As part of his months-long recovery, Jarrell, 38, spent time at Encompass Health Rehabilitation Hospital of Ocala, where he received physical and occupational therapy to, among other things, learn to walk again and regain his balance. He said he chose to receive therapy there because he wanted to be challenged, and the facility offered a more intensive program than other places he checked out.
Jarrell, a resident of Groveland in Lake County, detailed his harrowing journey to Ocala.
“In February, I caught COVID and pneumonia. I went to the hospital, Orlando South, and the first two days it was very painful. My lungs felt like they were on fire,” he recalled. “The third day, they found me face down on the floor. And I don’t remember anything until April when they fully woke me up. I was told that my heart stopped for five minutes, then my kidneys stopped.”
Jarrell was on an ECMO ventilator for 69 days. ECMO stands for extracorporeal membrane oxygenation, and the machine pumps and oxygenates blood outside the body, allowing the heart and lungs to rest. He underwent a tracheotomy, and the scarring of the hole in his neck will always be visible. He had tubes in his chest and stomach. He said while he was in the hospital and at another medical facility, he could not “rotate,” or turn over in bed by himself.
“I was able to rotate for this first time here,” he said of Encompass, adding that he quickly progressed in walking and being able to climb stairs, as he lives in a two-story house.
“Now, I’m much more independent and self-sufficient,” he said.
Therapist Rodney Mendoza said when Jarrell arrived in Ocala, he was “so weak. We did an initial evaluation and then set goals. He has gotten better and better because he’s a hard worker.”

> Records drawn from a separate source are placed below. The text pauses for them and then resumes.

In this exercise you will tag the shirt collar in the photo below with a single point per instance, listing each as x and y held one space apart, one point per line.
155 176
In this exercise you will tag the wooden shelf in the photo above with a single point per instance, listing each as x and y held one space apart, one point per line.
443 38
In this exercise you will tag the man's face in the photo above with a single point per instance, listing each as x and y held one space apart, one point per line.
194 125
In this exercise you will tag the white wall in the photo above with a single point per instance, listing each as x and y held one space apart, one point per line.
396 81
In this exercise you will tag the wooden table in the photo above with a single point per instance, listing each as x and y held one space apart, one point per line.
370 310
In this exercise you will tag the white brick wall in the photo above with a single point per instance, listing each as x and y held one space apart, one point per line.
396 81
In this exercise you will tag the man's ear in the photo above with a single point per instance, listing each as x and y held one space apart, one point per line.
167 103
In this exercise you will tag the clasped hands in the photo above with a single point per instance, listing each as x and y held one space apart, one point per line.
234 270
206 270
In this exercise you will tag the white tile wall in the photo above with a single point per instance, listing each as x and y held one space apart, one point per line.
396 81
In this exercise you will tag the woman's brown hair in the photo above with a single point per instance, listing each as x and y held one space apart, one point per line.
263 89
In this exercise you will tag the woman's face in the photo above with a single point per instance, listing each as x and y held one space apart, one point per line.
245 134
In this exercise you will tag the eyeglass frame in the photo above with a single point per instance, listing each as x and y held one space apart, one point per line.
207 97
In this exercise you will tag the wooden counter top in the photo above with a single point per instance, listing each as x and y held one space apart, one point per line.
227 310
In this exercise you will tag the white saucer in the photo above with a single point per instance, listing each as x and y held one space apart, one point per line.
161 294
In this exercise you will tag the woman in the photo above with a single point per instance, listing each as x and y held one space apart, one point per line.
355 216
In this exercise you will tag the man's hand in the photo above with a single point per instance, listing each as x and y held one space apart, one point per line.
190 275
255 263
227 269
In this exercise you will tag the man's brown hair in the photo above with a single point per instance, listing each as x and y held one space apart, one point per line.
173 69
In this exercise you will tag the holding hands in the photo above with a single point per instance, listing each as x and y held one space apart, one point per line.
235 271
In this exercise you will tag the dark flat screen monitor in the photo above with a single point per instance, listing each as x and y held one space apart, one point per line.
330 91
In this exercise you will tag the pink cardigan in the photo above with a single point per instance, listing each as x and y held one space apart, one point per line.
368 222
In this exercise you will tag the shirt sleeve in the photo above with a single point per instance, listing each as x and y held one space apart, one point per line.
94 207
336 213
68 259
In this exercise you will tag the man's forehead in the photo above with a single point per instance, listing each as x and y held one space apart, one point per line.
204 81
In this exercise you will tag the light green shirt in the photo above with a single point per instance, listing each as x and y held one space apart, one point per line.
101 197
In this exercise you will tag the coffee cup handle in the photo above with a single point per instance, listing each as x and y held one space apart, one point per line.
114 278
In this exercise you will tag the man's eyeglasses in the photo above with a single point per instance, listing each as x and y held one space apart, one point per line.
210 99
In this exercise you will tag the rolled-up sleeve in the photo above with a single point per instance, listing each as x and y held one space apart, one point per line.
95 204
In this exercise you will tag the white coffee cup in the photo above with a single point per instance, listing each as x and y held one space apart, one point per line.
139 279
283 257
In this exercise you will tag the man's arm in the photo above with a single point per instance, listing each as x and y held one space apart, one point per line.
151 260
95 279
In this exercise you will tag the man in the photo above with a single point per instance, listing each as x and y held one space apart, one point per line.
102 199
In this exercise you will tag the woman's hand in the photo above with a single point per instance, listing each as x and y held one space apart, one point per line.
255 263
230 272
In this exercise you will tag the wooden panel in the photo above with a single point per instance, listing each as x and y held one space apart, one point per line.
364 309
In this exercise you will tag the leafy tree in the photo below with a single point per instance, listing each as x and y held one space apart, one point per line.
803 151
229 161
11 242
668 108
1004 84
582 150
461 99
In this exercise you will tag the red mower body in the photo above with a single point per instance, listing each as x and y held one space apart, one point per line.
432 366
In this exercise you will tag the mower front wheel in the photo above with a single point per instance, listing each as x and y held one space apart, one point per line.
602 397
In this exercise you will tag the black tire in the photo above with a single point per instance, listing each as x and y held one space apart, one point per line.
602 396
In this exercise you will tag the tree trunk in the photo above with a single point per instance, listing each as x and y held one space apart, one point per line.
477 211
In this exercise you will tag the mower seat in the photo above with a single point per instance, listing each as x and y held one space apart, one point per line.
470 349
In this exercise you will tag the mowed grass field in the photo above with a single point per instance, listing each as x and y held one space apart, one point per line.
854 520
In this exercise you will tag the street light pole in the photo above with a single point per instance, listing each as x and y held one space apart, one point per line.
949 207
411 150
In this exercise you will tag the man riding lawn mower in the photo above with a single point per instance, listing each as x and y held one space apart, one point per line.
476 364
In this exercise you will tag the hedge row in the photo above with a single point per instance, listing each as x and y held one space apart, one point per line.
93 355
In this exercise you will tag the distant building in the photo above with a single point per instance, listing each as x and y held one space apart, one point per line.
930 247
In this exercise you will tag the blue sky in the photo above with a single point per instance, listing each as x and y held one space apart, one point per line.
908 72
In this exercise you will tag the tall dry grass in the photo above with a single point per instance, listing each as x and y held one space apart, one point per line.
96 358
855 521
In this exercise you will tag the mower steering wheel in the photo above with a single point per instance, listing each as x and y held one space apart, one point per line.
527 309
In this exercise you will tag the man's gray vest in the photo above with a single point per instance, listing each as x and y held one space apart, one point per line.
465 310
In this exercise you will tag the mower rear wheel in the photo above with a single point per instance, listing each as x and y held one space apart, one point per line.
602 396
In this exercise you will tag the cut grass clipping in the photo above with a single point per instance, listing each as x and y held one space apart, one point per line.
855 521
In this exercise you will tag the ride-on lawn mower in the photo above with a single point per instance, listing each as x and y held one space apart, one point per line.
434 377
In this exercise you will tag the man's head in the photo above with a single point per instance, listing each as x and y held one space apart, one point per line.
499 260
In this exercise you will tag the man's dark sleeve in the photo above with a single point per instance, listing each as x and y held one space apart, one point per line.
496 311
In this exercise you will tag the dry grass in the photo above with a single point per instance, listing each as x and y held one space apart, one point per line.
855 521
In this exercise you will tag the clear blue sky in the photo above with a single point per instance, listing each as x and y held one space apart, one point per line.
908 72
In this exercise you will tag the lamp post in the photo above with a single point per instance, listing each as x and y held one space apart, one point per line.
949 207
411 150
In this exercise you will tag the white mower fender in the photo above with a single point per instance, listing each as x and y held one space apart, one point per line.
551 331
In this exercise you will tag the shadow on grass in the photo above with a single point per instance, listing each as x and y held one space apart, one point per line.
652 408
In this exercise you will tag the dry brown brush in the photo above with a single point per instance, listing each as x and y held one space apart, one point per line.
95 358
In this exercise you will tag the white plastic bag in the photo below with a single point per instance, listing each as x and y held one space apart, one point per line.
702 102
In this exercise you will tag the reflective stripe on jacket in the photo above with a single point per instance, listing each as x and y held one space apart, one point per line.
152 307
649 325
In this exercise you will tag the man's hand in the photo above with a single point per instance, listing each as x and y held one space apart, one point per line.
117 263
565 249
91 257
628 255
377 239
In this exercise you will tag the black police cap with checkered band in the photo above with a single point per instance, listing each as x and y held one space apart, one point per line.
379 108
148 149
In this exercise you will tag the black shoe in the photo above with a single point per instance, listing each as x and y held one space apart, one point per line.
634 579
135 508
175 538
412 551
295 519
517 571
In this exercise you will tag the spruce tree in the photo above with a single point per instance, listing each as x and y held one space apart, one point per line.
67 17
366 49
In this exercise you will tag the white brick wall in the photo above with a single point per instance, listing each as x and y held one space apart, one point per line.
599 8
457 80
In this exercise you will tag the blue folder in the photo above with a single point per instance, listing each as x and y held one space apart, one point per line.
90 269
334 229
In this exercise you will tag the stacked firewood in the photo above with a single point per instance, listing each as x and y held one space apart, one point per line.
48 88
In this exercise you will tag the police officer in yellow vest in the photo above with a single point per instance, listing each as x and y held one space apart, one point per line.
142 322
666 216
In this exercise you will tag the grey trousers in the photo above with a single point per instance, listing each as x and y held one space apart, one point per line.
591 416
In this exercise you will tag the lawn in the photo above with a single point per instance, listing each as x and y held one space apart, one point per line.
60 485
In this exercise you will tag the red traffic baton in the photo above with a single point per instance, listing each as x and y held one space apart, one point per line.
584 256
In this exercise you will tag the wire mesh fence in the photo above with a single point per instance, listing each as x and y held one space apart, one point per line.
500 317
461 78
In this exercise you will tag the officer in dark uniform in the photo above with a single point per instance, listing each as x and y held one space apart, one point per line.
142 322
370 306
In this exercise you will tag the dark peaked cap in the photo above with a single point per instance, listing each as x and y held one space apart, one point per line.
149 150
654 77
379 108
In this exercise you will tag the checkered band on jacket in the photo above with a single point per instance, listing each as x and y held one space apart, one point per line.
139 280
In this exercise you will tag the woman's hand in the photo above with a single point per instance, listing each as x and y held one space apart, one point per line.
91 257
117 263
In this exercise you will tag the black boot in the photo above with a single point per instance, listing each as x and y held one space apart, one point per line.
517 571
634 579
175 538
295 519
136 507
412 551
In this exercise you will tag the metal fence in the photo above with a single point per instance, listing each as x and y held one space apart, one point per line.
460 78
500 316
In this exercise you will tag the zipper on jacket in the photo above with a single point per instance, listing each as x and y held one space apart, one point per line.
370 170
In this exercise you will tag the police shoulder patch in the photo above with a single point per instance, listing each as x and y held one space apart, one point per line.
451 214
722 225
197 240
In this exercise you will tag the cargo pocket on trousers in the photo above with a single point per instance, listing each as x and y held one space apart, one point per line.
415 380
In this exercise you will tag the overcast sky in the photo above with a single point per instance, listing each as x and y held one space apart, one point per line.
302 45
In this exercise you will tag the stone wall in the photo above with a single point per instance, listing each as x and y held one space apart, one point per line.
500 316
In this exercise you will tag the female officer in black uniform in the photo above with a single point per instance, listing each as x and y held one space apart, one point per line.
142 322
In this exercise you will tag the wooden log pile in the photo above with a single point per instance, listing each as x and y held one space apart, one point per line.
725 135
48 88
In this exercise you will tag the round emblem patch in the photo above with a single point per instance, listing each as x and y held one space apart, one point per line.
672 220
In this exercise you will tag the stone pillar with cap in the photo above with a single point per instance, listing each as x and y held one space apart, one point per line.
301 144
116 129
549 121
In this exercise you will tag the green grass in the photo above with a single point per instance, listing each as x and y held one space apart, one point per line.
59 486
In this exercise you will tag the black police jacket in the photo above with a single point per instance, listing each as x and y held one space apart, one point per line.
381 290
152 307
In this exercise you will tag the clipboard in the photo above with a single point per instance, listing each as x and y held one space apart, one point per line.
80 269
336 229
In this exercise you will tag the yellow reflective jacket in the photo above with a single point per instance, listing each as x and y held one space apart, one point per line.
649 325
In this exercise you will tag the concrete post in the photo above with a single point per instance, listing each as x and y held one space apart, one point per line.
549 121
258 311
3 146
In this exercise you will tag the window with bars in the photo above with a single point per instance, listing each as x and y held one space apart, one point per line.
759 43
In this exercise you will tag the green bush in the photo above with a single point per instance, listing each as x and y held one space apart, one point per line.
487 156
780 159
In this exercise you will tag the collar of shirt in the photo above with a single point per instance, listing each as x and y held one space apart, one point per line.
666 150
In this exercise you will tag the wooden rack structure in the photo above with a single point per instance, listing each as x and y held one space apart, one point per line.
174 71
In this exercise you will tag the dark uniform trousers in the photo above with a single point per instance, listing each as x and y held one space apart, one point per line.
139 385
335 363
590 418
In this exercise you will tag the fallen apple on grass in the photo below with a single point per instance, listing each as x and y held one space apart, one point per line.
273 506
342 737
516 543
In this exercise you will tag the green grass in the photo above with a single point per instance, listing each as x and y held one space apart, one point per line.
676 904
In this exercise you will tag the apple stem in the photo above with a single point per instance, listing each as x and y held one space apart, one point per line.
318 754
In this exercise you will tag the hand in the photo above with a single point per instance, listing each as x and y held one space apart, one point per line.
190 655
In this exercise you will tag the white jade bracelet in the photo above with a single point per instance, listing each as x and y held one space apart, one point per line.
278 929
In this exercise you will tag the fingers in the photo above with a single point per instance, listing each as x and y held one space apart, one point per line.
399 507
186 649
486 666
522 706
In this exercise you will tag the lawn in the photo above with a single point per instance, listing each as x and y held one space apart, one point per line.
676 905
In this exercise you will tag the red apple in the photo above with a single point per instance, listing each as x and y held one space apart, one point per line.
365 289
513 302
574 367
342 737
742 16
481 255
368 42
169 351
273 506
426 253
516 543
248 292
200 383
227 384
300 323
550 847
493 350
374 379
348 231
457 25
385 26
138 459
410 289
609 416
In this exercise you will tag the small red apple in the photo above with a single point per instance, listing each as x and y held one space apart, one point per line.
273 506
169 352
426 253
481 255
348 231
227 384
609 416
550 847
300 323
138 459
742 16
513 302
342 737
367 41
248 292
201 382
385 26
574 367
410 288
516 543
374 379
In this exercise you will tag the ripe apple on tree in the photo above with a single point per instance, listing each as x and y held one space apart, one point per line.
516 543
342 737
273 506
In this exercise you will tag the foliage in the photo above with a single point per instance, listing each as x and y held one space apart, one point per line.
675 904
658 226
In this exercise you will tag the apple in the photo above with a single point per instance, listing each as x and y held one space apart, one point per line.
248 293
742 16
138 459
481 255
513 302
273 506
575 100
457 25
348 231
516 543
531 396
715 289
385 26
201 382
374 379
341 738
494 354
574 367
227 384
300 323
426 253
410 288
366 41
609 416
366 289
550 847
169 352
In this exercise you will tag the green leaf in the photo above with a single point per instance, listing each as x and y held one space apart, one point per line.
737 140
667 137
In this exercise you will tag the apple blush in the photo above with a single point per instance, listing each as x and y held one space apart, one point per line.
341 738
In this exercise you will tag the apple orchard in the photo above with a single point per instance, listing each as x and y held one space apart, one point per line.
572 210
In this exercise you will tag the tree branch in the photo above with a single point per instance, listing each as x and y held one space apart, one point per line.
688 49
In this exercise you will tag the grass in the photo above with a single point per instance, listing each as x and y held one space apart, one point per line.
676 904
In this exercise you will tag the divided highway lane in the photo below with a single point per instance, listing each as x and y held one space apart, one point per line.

Jill Christy, business development director for Encompass in Ocala, said the facility has helped several recovering COVID-19 patients over the past year, and the average length of stay is 10 to 14 days.
As he got ready for his ride back home to Groveland, with a pink balloon tied to the back of his wheelchair, Jarrell said, “I want people to know how bad COVID can be. A lot of people think it’s just another virus. It’s not that big of a deal. They’ll know people that got COVID and be sick for a week. But they don’t know the other side of it, where someone like me catches COVID, and I’m six months in the hospital. I want to bring awareness to make sure we’re following safety regulations; wear the mask, wash your hands. And, if you have a person with COVID, be there for them, even if it’s just a text. Sooner or later, he’s going to read it, and it’s going to make him happy knowing someone cares. That’s the biggest thing in my journey—people have been there for me.”